Às duas e quinze da tarde resolvemos “levantar acampamento” e seguir mais um pouco. Menos de uma hora depois, paramos na entrada de Lagoa do Pau. Pedimos informações, principalmente de existência de pousadas mais para frente, talvez 10/20 km, que era o natural para o dia. Resposta negativa, sem muita certeza, mas a dúvida fez com que ficássemos por ali mesmo. A decisão foi acertada, como vimos no dia seguinte. Era cedo, ficamos numa pousada simples à beira da praia, preço justo, negociado. Largamos tudo e fomos para a praia, para um saudável banho de mar, caminhada e sossego. Descanso merecido. Pedalamos “apenas” 65 km no dia, mas o suficiente para garantir uma boa sequencia.

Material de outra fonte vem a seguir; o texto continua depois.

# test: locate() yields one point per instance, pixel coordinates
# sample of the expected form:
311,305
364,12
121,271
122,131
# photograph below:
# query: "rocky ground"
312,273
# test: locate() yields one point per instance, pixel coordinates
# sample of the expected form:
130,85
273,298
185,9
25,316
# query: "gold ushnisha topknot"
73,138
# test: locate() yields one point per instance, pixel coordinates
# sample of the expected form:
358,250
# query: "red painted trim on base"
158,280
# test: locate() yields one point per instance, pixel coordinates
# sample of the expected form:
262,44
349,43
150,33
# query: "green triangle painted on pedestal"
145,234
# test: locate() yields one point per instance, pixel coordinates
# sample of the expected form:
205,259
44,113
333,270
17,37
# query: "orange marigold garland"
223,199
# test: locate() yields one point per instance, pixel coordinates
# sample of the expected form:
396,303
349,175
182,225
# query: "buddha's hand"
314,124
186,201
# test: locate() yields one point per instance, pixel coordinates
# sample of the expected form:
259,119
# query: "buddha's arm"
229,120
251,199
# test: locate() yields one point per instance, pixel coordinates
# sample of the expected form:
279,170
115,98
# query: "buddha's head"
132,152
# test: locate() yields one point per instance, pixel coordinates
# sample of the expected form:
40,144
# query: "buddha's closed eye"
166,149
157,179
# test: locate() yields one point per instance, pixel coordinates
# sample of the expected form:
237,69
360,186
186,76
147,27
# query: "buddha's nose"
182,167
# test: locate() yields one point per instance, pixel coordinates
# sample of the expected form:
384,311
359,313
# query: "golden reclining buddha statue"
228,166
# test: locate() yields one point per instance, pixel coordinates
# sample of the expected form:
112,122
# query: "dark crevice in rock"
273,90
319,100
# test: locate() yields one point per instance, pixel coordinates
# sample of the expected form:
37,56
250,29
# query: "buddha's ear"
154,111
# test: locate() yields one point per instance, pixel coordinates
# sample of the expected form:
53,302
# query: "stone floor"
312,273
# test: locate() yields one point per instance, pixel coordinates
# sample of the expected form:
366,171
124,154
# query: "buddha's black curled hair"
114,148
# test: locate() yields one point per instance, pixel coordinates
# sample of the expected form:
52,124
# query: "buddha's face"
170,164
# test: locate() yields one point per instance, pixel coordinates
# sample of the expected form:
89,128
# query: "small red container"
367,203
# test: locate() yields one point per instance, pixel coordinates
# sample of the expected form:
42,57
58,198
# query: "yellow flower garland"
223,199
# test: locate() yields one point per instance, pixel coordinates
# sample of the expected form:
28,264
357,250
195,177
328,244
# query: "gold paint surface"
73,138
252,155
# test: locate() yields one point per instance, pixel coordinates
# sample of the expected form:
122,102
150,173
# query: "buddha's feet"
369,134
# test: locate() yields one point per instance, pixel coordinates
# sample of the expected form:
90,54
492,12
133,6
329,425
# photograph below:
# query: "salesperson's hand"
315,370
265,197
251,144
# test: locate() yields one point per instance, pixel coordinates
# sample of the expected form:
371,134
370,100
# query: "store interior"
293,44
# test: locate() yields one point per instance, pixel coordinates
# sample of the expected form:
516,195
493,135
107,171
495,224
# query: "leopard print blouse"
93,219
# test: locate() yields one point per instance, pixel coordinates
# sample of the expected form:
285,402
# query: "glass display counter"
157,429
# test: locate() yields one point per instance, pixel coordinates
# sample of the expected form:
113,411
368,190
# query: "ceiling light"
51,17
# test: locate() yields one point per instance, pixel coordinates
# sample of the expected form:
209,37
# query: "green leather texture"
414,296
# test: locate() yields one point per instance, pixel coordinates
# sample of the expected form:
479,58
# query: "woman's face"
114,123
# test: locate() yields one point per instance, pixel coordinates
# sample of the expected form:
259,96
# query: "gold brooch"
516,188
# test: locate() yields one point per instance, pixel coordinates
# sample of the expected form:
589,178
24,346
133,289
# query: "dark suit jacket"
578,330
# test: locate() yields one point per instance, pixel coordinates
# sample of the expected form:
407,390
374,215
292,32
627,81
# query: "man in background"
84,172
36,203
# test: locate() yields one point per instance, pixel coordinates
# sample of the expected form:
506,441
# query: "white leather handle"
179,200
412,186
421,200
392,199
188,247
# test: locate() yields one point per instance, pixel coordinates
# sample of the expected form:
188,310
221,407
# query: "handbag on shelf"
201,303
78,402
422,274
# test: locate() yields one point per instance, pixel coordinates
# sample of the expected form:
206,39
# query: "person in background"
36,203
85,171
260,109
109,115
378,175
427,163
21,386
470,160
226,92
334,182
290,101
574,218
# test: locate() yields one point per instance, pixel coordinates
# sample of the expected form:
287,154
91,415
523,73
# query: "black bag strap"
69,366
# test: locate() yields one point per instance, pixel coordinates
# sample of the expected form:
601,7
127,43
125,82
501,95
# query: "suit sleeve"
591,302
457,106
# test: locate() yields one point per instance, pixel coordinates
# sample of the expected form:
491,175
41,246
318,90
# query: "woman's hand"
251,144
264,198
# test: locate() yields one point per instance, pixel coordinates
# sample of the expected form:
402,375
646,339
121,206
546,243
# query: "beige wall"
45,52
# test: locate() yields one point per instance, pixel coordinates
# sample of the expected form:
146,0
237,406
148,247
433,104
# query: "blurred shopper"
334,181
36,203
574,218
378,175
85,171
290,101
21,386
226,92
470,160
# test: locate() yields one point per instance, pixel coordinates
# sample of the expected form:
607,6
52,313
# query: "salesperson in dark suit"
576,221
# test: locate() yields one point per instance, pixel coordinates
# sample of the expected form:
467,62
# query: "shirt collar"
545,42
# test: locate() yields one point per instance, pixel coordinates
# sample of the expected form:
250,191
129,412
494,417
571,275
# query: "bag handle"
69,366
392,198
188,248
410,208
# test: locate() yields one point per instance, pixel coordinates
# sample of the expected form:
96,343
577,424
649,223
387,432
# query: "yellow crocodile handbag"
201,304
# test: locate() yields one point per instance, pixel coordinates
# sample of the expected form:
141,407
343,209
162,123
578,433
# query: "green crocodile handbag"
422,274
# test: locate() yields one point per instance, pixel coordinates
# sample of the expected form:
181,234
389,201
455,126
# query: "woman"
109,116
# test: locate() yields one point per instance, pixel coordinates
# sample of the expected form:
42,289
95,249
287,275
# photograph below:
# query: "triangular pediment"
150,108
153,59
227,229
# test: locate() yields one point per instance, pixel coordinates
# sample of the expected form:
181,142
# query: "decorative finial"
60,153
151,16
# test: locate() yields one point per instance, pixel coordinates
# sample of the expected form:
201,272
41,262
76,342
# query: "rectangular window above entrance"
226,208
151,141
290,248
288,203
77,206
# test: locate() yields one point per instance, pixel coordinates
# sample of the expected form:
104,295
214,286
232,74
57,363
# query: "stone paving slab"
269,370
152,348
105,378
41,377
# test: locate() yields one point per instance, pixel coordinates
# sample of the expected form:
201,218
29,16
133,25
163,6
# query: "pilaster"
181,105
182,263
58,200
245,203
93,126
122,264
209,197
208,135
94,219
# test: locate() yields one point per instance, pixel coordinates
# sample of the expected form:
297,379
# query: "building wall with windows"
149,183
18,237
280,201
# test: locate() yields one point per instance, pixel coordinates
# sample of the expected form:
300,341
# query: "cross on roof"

Percorrendo a praia a pé, percebendo pessoas vindo por um caminho,  descobrimos tratar-se de um rio que cruza a vila, e tem sua barra logo mais à frente. As pessoas costumam nadar em suas águas escuras, provavelmente composta de ferro, mas muito frescas. Voltamos à praia, atravessamos o rio, que naquele ponto estava bem raso, e fomos andar mais um pouco. Avistamos dois ciclistas e fui conversar com eles. Era o Ivan e o Elon. Segundo eles, começaram a pouco tempo, mas com certeza foram picados por esse “bichinho” que causa vício, o mesmo que “picou” a gente. São da região mesmo e percorriam aquelas lindas praias sempre que podiam. Com certeza, incentivados, qualquer dia estarão na estrada seguindo caminhos mais longos. Aqui, cabe a deixa para minha frase favorita: de bicicleta, quanto mais longe se vai, mais longe se quer ir.



De bicicleta, retornamos no começo da noite até a entrada da vila, junto à pista. Local para comer era muito difícil de encontrar. Conseguimos uma pequena lanchonete, comemos dois pastéis cada um; foi a nossa “janta”. O possível... Resta dormir. Negociamos a pousada sem café da manhã, pois seria servido somente a partir das oito. Preferimos sair no seco mesmo, pagar menos e sair cedo, seis da manhã. O dia seguinte reservava o pedal mais longo.